Solution Casting of Freestanding COF Films

These stable colloidal suspensions of COFs offer a new means to process these materials into thin films from solution, in contrast to the poor processability of the microcrystalline powder form. 2D COFs can be obtained as thin films by including a substrate in the polymerization mixture.[16,32,33] However, this practice requires that the substrate to be compatible with the polymerization conditions and is inherently inefficient—most of the building blocks lost to the powder form. In contrast, the solution casting of COF colloids represents an efficient means to form free-standing films of controlled size and thickness. COF-5 films were obtained by evaporating solvent from a colloidal suspension at 90 °C, resulting in a translucent material upon near-complete evaporation (Figure ). Films >10 μm in thickness are readily obtained, which delaminated from the glass substrate to provide a freestanding, brittle film. Films generated this way retain the crystallinity of the original colloidal solution, as determined by PXRD (Figure S10). The COF-5 film had a BET surface area of 840 m2/g, as determined by N2 adsorption (Figure ), compared to ca. 2000 m2/g for the highest reported microcrystalline powders.[19] Nonlocal density functional theory (NLDFT) analysis indicated the expected pore size of 2.5 nm, consistent with COF-5 nanocrystalline powders.

Figure 6

(A) Solution casting of colloid yields a coherent, free-standing COF film. (B) Optical image of transparent freestanding COF-5 film. (C) SEM of freestanding film.

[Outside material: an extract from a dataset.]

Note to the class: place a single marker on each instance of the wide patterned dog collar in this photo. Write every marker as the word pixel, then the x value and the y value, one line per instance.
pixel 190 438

The free-standing COF film exhibited a preferential orientation opposite to that of films grown directly on the substrate, as determined by grazing incidence X-ray diffraction (GI-XRD). COF-5 film displays increased electron density near Q∥ = 0 for peaks corresponding to <100>, <110>, and <200> diffractions (Figure C). Moreover, the <001> diffraction, corresponding to interlayer stacking of the 2D COF sheets, shows decreased electron density near Q∥ = 0. These observations indicate a crystallite preferred orientation with stacking direction of the 2D sheets perpendicular to the plane of the film. In contrast, COF films grown on graphene or other substrates are typically vertically oriented, with the stacking direction normal to the substrate.[16] Thus, the printing of colloid films through solution casting yields a structural morphology dramatically different from surface-supported thin film growth. Such orientations are of interest for applications in which charge or molecular transport occurs parallel to a substrate, such as transistors or microfluidic devices. Through the further study of the film aggregation mechanism, established rules for targeting either pore arrangement will provide increased control over COF morphology and expand the scope of accessible applications.

Figure 7

Characterization of freestanding COF-5 film prepared from 55% vol % CH3CN conditions. (A) Nitrogen absorption surface area. (B) NLDFT pore size distribution. (C–D) GI-XRD showing preferred crystallite orientation data. (E) Projection of film diffraction near Q∥ = 0. (F) Illustration of the preferred orientation of COF pores parallel to the film plane.

Conclusion

Nitrile-functionalized cosolvents profoundly change boronate ester-linked COF polymerizations to provide colloidal suspensions instead of insoluble microcrystalline powders. The colloids remain dispersed in the growth solvent for at least one month with no evidence of aggregation. In situ SAXS/WAXS analysis indicated that the colloids show the expected crystalline 2D lattices from the earliest measurable time points with complementary VT-LCTEM experiments confirming the growth kinetics and morphology of the resulting nanoparticles. These stable colloidal suspensions can be used as an ink to solution process COF films, which show preferred orientation opposite those of films grown directly on substrates. The films retain their crystallinity and much of the permanent porosity. As such, these findings represent an important development for the convenient solution processing of polymers with 2D topologies. One of the most important challenges in the synthesis of COFs is to increase the average crystallite size and understand their nucleation and growth processes rigorously. Further study of COF colloid formation and growth will address these questions.